Affected children, on average, are first seen by a pediatric dermatologist at 5 months of age. Dr. Tollefson and Dr. Frieden sought to better understand the dynamics of hemangioma growth in younger infants.

They recruited patients through the University of California at San Francisco pediatric dermatology clinics and via the National Organization of Vascular Anomalies, a patient advocacy group, from January 2009 to March 2011. The researchers sought photographs taken by parents of the infantile hemangiomas every 2 weeks during the infants' first 2.5 months to 6 months of life. Of 72 families expressing an interest in the study, 36 parents returned consent forms, questionnaires, and photos. Six families were excluded because of incomplete materials, inadequate intervals between photos, or poor-quality images. Of the 30 patients in the study, 22 were girls and 8 were boys. Twenty-four patients had superficial hemangiomas, 1 had a primarily deep hemangioma, and 5 had mixed hemangiomas.

The research team analyzed photos up to a mean of 19.1 weeks (median, 20.8; range, 9.4 - 24.9 weeks; 95% confidence interval [CI], 17.4 - 21.2), looking for differences in color, thickness, and anatomic distortion. The most rapid rate of hemangioma growth was from the infant's first day of life to 8 weeks of age (P <.001).

The researchers also compared changes in interval photographs to determine whether the growth was linear or nonlinear. Twenty-nine of the 30 infants were judged to have nonlinear growth, with the greatest infantile hemangioma growth occurring from 5.5 weeks (95% CI, 4.6 - 6.3) to 7.5 weeks (95% CI, 6.7 - 8.4; median, 4.3 - 6.8) of age.

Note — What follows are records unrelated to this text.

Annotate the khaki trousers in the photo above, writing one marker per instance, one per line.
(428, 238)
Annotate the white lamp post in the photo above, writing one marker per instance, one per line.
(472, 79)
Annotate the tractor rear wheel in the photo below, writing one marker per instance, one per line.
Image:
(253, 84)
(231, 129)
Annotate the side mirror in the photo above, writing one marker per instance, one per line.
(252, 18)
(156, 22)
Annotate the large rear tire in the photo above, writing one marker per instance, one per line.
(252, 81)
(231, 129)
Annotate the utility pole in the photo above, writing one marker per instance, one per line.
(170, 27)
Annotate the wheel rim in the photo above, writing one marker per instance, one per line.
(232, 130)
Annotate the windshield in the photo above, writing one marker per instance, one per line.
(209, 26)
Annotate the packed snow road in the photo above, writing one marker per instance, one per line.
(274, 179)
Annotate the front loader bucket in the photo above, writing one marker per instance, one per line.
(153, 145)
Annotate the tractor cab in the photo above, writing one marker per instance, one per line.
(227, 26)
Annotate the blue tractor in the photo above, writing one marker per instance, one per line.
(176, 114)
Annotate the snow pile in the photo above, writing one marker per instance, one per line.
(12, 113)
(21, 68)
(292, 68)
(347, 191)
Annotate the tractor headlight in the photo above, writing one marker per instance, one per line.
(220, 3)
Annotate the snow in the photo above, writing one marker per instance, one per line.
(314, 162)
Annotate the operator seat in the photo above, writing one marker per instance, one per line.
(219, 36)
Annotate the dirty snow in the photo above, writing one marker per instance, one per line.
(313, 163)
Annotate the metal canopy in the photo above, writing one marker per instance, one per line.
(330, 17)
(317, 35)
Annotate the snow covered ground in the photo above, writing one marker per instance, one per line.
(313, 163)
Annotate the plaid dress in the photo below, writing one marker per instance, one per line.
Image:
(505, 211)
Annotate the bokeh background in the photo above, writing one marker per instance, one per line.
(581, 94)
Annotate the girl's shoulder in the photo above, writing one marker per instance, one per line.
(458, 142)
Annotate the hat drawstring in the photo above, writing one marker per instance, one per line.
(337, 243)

"Our findings suggest the need for a paradigm shift in management: early hemangiomas need to be recognized more promptly, and infants with high-risk hemangiomas should be watched closely (eg, seen weekly or biweekly), have treatment initiated, or be referred to specialists promptly, ideally by 4 weeks of age, because a period of accelerated growth occurs between 5.5 and 7.5 weeks of life," the authors write. They also urge specialists to consider a triage system for reviewing clinical photographs to determine optimal timing of consultation and management.

The study limitations included a relatively small sample size because of the time commitment required from busy parents, a disproportionate number of hemangiomas at the more severe end of the clinical spectrum, and the lack of infants with hemangiomas in the lower half of their bodies. Because the majority of the study participants had primarily superficial hemangiomas, the findings may be less generalizable to deeper hemangiomas, which appear later in life and grow for longer periods.

"As newer, more effective treatments become available, earlier referral and treatment of high-risk hemangiomas may have an even greater potential for preventing hemangioma-related complications and permanent irreversible skin changes or complications," the authors note.

This study was presented as a poster in 2011 at the Society for Pediatric Dermatology Annual Meeting. Dr. Frieden is the Chair of the Data Safety Management Committee of the HEMANGIOL study. Dr. Tollefson has disclosed no relevant financial relationships.

Pediatrics. Published online July 23, 2012.